La mujer que escribió Frankestein tiene un formato que mezcla biografía con ensayo, y que también toma elementos de la ficción. ¿Cómo encaraste ese trabajo?

—Sí, hablando lo que decíamos antes, de la neurosis como un tesoro, para mí ese libro fue descubrir que todos los problemas que me generó la vida, al ser una rata biblioteca, se podían convertir en algo bueno. Es como el estallido de la rata biblioteca, porque lo fui escribiendo a medida que leía. Mi problema ahí, o mi bloqueo para escribir, hubiera sido quedarme leyendo y leyendo, porque me hubiera armado una pila de información que me habría paralizado. Y como a mí me gusta mucho leer ensayos, creo que un ensayo se puede leer con el mismo entusiasmo y la misma curiosidad, la misma avidez que la ficción. Me acuerdo de un ensayo que se llama El otoño de la Edad Media, de Johan Huizinga, y del deslumbramiento de haber leído las dos, tres primeras páginas. Entonces, si bien no hay nada inventado en el libro sobre Mary Shelley, y yo traté de frenar mi faceta de escritora de ficción, sí quise transmitir este entusiasmo de la lectura. Entonces puede ser que la parte de ficción entre ahí, en el armado, en tratar de transmitir esa respiración, que es un poco lo que tratamos de hacer con Betina Gonzalez en el libro que escribimos juntas. Y Mary Shelley fue para mí un descubrimiento tardío, ya había leído varias veces Frankenstein y releyendo Frankenstein encontré una biografía breve, muy bien escrita. A veces uno no le presta atención a esas biografías brevísimas que acompañan los clásicos, pero vale la pena leerlas.

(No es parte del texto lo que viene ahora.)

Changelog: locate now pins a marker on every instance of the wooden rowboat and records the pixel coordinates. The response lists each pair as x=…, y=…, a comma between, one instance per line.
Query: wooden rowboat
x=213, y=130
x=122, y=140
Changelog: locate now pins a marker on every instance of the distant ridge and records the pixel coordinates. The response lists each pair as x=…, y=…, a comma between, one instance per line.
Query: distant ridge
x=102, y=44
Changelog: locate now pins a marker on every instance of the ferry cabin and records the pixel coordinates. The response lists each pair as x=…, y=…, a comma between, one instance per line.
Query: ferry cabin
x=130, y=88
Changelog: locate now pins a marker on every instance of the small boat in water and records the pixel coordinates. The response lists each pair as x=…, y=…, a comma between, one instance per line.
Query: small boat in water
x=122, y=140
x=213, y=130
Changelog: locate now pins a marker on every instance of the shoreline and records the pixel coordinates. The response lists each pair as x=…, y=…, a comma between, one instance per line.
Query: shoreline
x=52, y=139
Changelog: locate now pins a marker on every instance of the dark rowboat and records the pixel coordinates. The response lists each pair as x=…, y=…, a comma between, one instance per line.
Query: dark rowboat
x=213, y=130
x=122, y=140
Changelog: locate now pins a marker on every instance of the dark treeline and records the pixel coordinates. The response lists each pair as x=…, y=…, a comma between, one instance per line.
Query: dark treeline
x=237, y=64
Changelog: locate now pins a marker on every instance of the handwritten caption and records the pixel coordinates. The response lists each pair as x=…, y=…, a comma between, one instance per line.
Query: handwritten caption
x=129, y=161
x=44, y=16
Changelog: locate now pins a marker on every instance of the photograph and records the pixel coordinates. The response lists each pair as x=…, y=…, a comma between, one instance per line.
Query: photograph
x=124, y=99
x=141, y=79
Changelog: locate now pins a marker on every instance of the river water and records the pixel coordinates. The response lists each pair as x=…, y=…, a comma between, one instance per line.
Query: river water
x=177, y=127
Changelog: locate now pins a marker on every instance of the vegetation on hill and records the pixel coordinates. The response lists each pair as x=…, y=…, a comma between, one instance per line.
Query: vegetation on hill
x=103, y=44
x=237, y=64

Hay gente muy inteligente, muy dedicada, muy generosa, trabajando en esos libros. Encontré esta bibliografía breve donde contaban el episodio del corazón de Shelley y dije «wow, nunca había pensado quién era la mujer que había escrito este libro». Y ahí empezó todo, la manía, la obsesión.

—Tradujiste Once tipos de soledad, un libro realmente fascinante. ¿Cómo fue ese proceso?

—Sí, esa es otra obsesión. Había estado viviendo afuera, me regalaron ese libro, me hablaron mucho de Yates, empecé a averiguar, y apareció toda esta leyenda de Yates como escritor de escritores. Esa historia es algo increíble: no lo querían publicar porque decían que sus historias eran desoladas, o que transmitía algo que era como el lado B de la era dorada norteamericana, sin la espectacularidad de algunos escritores más duros. Es como si en Estados Unidos se aceptara la desilusión, pero solo si viene con una cosa impactante, con una especie de efecto especial de la desilusión. Él tenía algo más sutil, y la desilusión operando de una manera más secreta: el sufrimiento secreto de las personas, no necesariamente espectacular. El hombre que se da cuenta de que lo van a despedir del trabajo; el chico que se especializa en perder cuando juegan a la guerra o a los disparos, y se da cuenta de que puede ser un genio perdiendo; otro chico que le hacen bullying, como diríamos ahora, en el colegio y que cuando la maestra lo quiere ayudar en realidad lo que hace es arruinarle la situación… Son situaciones que requieren mucha sutileza también para aceptar lo que él ve. Y sí, por un lado es duro leerlo, pero también es muy luminoso porque hay alguien ahí que ve eso, entonces es muy sanador.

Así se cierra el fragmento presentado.